Kurz nach den Gesprächen über ein Ende des Krieges greift Russland die Ukraine erneut massiv mit Bomben und Drohnen an. Laut Behörden wurden mehrere Menschen getötet. Auch auf die Energieinfrastruktur gab es erneut Attacken.
Russland greift die Ukraine weiter massiv an.
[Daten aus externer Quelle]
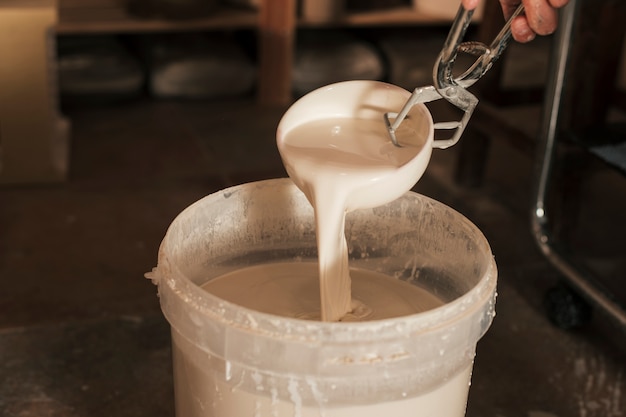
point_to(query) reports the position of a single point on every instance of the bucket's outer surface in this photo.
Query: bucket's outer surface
(230, 361)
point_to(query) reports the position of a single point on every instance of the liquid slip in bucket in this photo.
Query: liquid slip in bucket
(231, 361)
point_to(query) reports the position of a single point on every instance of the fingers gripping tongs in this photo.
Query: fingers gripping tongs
(450, 88)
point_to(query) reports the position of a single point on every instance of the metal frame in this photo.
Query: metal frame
(581, 279)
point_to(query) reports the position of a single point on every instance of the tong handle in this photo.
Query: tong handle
(487, 55)
(454, 89)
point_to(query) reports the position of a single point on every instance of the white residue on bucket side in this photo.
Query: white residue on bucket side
(318, 396)
(295, 397)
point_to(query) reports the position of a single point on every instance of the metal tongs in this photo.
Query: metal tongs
(450, 88)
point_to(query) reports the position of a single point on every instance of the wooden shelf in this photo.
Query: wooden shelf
(399, 16)
(109, 18)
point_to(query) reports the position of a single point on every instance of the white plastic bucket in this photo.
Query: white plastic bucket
(230, 361)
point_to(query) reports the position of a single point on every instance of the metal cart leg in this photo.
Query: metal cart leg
(580, 279)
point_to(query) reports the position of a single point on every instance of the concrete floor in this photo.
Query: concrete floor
(81, 332)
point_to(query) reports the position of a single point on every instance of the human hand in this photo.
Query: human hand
(540, 16)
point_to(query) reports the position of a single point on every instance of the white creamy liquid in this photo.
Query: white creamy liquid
(336, 163)
(292, 290)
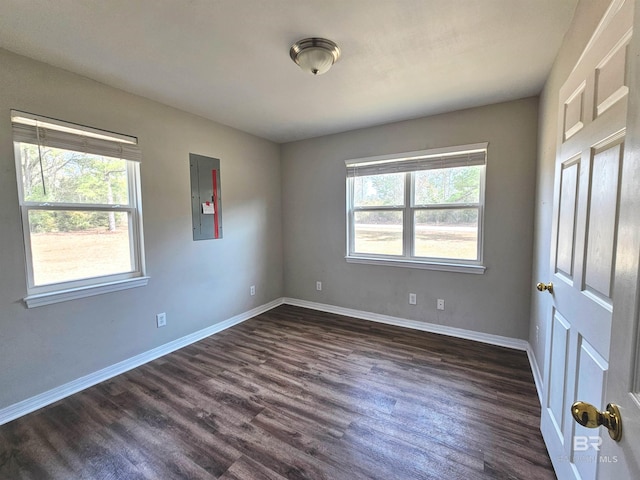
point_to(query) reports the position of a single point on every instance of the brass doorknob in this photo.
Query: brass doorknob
(589, 416)
(545, 286)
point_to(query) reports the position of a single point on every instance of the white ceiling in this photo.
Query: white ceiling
(228, 60)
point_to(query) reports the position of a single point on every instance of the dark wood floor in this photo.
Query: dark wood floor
(297, 394)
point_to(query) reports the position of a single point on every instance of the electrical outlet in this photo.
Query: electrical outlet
(161, 319)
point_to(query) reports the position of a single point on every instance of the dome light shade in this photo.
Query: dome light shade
(315, 55)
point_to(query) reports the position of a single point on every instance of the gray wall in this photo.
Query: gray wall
(585, 21)
(197, 283)
(313, 186)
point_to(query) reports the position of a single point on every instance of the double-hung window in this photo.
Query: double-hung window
(418, 209)
(79, 193)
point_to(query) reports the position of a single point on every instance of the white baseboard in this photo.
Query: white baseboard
(501, 341)
(515, 343)
(537, 376)
(42, 400)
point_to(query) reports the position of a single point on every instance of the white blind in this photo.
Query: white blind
(450, 157)
(28, 128)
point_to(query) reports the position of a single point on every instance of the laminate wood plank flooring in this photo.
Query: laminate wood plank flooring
(296, 394)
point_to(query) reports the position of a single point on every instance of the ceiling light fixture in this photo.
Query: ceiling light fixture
(314, 55)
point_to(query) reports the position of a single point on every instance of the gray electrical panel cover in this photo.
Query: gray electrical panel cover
(206, 197)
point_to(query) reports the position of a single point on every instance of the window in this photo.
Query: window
(418, 209)
(79, 195)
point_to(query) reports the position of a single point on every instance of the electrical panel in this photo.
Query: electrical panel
(206, 197)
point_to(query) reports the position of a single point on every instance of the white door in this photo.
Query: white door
(589, 180)
(623, 381)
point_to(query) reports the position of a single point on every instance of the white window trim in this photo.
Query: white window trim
(406, 261)
(70, 290)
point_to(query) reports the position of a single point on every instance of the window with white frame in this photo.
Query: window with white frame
(79, 193)
(418, 209)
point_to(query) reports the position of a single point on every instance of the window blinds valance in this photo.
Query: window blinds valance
(45, 133)
(462, 156)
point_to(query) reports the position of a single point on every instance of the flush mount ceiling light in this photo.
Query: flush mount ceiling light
(314, 55)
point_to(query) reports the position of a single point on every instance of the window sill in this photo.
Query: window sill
(40, 299)
(443, 267)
Die Region Odessa wurde laut Behörden von rund 50 Drohnen attackiert, in der gleichnamigen Stadt seien drei Tote aus den Trümmern geborgen worden, zudem habe es etwa 30 Verletzte gegeben.
Gouverneur Oleh Kiper erklärte, die Drohnen hätten unter anderem Dutzende Wohngebäude, eine Schule und einen Kindergarten beschädigt. Das Energieunternehmen DTEK teilte mit, dass eine seiner Anlagen stark beschädigt worden sei.
Tote auch in Slowjansk, Saporischschja und Cherson
Nach Angaben der Nachrichtenagentur AFP traf im Osten der Ukraine eine Gleitbombe die Stadt Slowjansk. Dabei sei ein Ehepaar getötet worden. Auch in der Region Saporischschja im Süden und in der Nachbarregion Cherson gab es demnach jeweils ein Todesopfer. Zudem sei eine Anlage des staatlichen Gasunternehmens Naftogaz im Westen der Ukraine getroffen worden – bereits zum fünften Mal in diesem Monat.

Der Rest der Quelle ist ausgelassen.